Ruse's interprets Darwin's statements on human morality as the one exception where Darwin's commitment to individual selection wavered.
“Nevertheless, in dealing with man's evolution there was one point (a point incidentally noted by Wallace as inexplicable through selection) where Darwin for once did quaver in his commitment to individual selection. This was over the evolution of the human moral sense. [...] fore once he did lose sight of the individual and allow that possibly the unit of selection may have been the group, specifically the tribe.” (Ruse 1980, p. 626)
“It would seem therefore that although Darwin resolutely opposed group selection in the non-human world, when it came to our own species, although again for almost everything he was an individual selectionist, in one crucial respect of our culture - our morality - he weakened and allowed that selection must have acted a the level of the population. (Ruse 1989, p. 627)
“It should also be noted that Darwin saw many of the tribe-members as being related [...] I am not suggesting that Darwin went so far as to think that the only kind of group selection involved in promoting morality collapsed into individualistic kin selection. [...] But it does seem fair to say that his group selection was of a rather mild variety." (Ruse 1980, p. 628)
David Sloan Wilson's interpretation
David Sloan Wilson interprets the same statements of Darwin in an opposite way (see Wilson and Wilson 2007 or comment no. 4 here)

My reading
Darwin's tribal scenario seems to agree with MLS1 insofar as the traits are individual traits, but with MLS2 insofar as the differential survival of tribes suggests a component of group fitness, whereas MLS1 only considers within- and between-group components of individual fitness. (See here for details concerning the distinction of MLS1 and 2.) I'd therefore tend to distinguish Darwin's tribe selection scenario from modern MLS1 scenarios.
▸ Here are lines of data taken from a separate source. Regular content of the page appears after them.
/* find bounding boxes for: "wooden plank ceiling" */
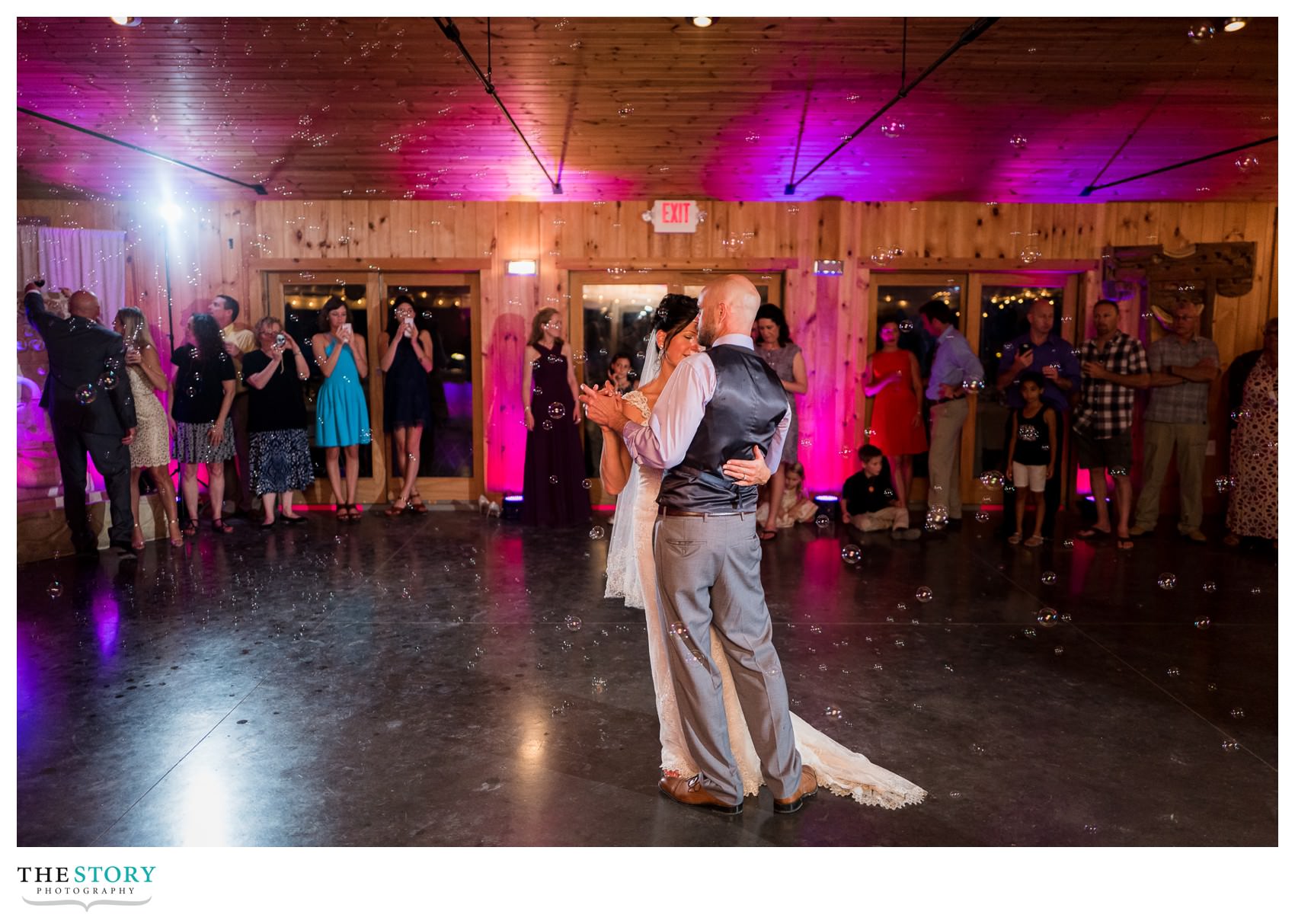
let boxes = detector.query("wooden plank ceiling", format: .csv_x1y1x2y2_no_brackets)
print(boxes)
17,18,1277,202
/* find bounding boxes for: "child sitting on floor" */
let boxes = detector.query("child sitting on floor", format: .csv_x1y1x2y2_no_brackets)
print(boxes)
840,445,922,539
755,462,818,529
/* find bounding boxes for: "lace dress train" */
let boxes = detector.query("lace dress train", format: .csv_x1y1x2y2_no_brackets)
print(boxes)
606,392,926,809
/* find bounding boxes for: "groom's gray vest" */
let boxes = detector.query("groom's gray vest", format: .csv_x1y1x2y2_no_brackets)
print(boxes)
657,343,788,513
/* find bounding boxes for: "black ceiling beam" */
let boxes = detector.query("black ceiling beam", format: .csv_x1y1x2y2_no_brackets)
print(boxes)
782,17,999,196
18,106,270,196
435,15,562,196
1079,135,1277,197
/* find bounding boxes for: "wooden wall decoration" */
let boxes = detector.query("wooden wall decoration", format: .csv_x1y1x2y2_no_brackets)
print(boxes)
17,193,1277,504
1102,241,1255,337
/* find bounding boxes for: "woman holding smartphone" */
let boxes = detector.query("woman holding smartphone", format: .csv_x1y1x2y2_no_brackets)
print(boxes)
378,293,431,516
311,295,372,520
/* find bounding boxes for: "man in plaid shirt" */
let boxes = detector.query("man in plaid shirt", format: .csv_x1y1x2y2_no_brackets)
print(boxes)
1129,302,1219,542
1075,299,1163,548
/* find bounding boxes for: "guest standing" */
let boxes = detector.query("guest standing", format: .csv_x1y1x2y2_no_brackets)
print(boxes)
755,304,810,539
24,282,136,555
522,308,590,526
311,295,372,520
244,317,315,529
864,317,926,507
206,295,257,516
171,315,235,536
378,293,433,516
997,299,1080,539
1223,317,1277,546
919,299,984,529
113,308,184,550
1075,299,1150,550
1129,302,1219,542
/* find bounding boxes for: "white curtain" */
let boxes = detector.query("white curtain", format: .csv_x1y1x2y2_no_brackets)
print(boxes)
32,228,126,325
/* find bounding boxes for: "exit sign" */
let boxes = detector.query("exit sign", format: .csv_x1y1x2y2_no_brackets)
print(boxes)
651,200,697,234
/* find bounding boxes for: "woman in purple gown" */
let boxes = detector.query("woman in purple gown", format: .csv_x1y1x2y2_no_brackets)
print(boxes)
522,308,590,526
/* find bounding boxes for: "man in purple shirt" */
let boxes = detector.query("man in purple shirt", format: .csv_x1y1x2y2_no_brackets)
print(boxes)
997,299,1080,539
580,276,818,814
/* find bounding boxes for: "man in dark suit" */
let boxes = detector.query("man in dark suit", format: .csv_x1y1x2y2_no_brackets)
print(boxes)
24,282,135,557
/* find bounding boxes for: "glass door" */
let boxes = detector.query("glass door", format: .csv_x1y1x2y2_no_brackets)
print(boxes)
264,270,386,504
568,269,782,504
374,273,484,500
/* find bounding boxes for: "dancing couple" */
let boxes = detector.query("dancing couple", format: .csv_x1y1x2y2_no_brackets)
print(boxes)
580,276,926,814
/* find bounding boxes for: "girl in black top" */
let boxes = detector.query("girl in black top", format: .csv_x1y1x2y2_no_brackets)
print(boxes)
244,317,315,529
171,315,235,536
1008,372,1057,546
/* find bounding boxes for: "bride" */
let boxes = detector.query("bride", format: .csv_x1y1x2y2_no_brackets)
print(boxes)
600,294,926,809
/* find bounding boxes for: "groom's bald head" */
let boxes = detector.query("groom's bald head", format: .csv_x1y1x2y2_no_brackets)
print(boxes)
698,276,760,347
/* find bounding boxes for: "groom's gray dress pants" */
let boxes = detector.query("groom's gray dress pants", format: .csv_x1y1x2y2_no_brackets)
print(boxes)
653,513,801,805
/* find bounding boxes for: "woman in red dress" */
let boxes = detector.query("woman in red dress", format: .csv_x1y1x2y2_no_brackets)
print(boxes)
864,318,927,505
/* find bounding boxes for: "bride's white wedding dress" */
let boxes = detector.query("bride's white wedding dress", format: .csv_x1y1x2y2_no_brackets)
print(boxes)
606,391,926,809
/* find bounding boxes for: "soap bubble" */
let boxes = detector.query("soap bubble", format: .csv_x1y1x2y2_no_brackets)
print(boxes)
980,470,1006,488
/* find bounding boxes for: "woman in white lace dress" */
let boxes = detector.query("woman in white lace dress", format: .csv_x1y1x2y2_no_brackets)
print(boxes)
601,295,926,809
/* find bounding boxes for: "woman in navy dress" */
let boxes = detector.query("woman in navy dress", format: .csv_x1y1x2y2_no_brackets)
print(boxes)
522,308,590,526
378,293,431,516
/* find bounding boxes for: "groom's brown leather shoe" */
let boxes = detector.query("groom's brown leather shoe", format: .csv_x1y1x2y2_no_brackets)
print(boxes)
773,766,818,814
657,775,742,815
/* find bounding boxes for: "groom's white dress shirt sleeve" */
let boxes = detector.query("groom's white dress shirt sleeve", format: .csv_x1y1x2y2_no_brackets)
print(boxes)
622,334,791,471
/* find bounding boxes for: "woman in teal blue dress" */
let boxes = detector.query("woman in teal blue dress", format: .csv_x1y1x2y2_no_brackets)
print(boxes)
311,295,372,520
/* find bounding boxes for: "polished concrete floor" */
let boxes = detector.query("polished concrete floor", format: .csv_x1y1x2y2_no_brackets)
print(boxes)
17,511,1277,846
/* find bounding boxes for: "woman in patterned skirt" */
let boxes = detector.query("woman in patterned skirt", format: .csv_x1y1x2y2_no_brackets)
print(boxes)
244,317,315,529
171,315,235,536
113,308,184,548
755,304,810,539
1223,317,1277,546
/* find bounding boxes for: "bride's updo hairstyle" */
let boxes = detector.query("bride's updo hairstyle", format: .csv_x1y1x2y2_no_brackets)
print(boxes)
651,293,698,352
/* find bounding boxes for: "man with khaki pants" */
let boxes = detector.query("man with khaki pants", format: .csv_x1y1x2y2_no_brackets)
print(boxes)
1129,302,1219,542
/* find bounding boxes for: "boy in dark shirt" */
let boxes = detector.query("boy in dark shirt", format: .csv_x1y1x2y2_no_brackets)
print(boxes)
840,446,922,539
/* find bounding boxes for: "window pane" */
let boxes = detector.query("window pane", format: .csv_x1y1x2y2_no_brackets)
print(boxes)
283,282,376,481
386,281,474,478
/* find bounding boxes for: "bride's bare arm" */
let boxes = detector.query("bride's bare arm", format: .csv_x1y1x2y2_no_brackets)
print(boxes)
598,393,644,494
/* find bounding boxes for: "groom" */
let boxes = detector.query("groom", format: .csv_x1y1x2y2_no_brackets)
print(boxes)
580,276,818,815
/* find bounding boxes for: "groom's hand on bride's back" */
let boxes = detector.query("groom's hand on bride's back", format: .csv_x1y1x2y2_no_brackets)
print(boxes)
724,446,772,487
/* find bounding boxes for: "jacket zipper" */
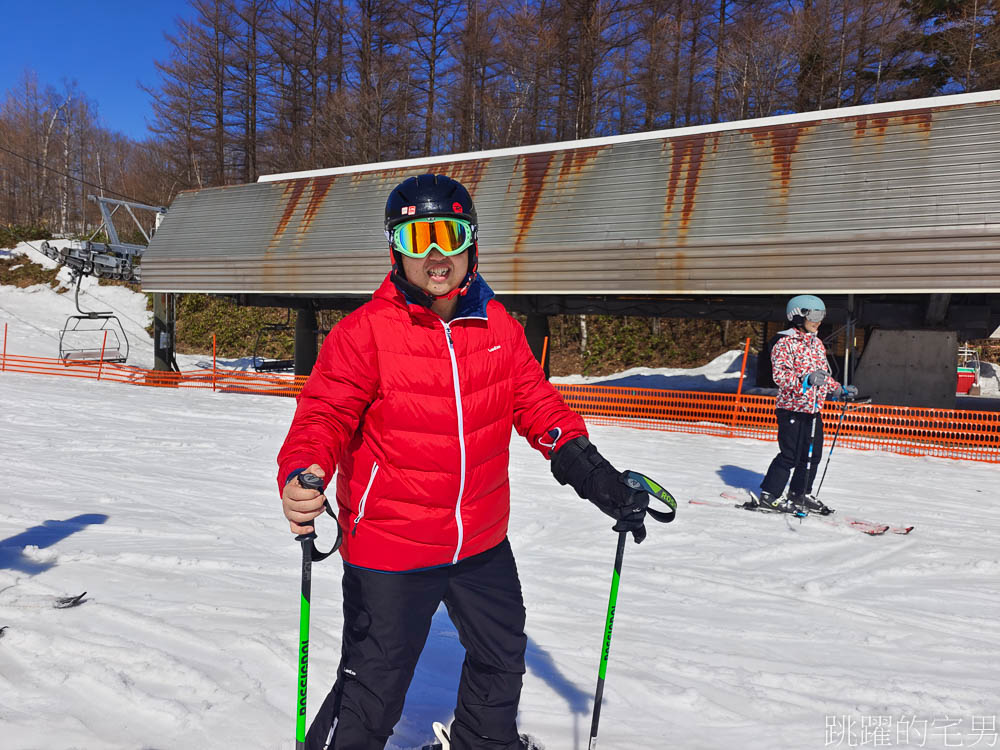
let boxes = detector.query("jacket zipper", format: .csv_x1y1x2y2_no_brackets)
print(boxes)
441,320,465,564
351,462,378,536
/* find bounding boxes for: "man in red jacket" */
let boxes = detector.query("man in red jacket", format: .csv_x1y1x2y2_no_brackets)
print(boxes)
278,174,648,750
748,294,858,514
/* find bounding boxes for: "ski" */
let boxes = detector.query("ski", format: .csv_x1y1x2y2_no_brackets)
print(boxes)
420,721,451,750
420,721,545,750
688,490,913,536
52,591,87,609
722,490,913,536
4,591,88,609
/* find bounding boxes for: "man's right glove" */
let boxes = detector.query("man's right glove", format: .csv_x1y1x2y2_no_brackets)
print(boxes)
552,437,649,544
802,370,830,388
833,385,858,401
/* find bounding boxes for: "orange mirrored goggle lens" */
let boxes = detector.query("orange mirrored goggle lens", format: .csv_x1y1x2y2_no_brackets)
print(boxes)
392,219,473,258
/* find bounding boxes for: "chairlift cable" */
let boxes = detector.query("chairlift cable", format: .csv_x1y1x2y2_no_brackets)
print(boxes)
0,146,145,203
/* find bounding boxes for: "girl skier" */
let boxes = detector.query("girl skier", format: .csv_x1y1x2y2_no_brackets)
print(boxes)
751,294,858,515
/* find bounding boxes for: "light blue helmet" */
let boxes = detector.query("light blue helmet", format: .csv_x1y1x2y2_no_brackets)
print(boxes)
785,294,826,325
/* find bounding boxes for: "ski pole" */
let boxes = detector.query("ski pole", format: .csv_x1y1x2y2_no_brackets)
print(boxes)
587,471,677,750
295,472,343,750
813,398,871,497
813,399,847,498
802,386,823,495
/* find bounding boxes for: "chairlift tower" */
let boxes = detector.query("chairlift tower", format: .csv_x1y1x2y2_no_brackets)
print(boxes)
41,195,167,369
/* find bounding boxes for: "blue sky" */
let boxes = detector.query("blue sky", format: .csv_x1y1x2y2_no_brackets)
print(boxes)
0,0,189,139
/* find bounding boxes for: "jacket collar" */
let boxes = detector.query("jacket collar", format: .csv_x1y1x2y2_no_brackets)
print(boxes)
373,273,494,320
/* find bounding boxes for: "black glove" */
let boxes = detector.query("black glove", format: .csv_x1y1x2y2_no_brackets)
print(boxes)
552,437,649,544
802,370,830,388
833,385,858,401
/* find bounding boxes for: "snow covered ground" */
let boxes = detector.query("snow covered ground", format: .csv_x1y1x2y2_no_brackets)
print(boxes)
0,373,1000,750
0,251,1000,750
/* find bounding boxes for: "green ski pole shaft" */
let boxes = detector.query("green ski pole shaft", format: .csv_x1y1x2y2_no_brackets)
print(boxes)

But this is just me groping around for an understanding.

References
  • Darwin C. (1859/1964) On the origin of species. Facsimile of the first edition edited by Ernst Mayr. Harvard University Press.
  • Darwin C (1879/2004) The descent of man. Penguin Classics with an introduction by James Moore and Desmond Morris.
  • Ruse M (1980) Charles Darwin and group selection. Annals of Science 37: 615-630. Reprinted in: Ruse M (1989) The Darwinian Paradigm. Routledge, London.  
  • Wilson DS and Wilson EO (2007) Rethinking the theoretical foundation of sociobiology. Quarterly Review of Biology 82: 327-348.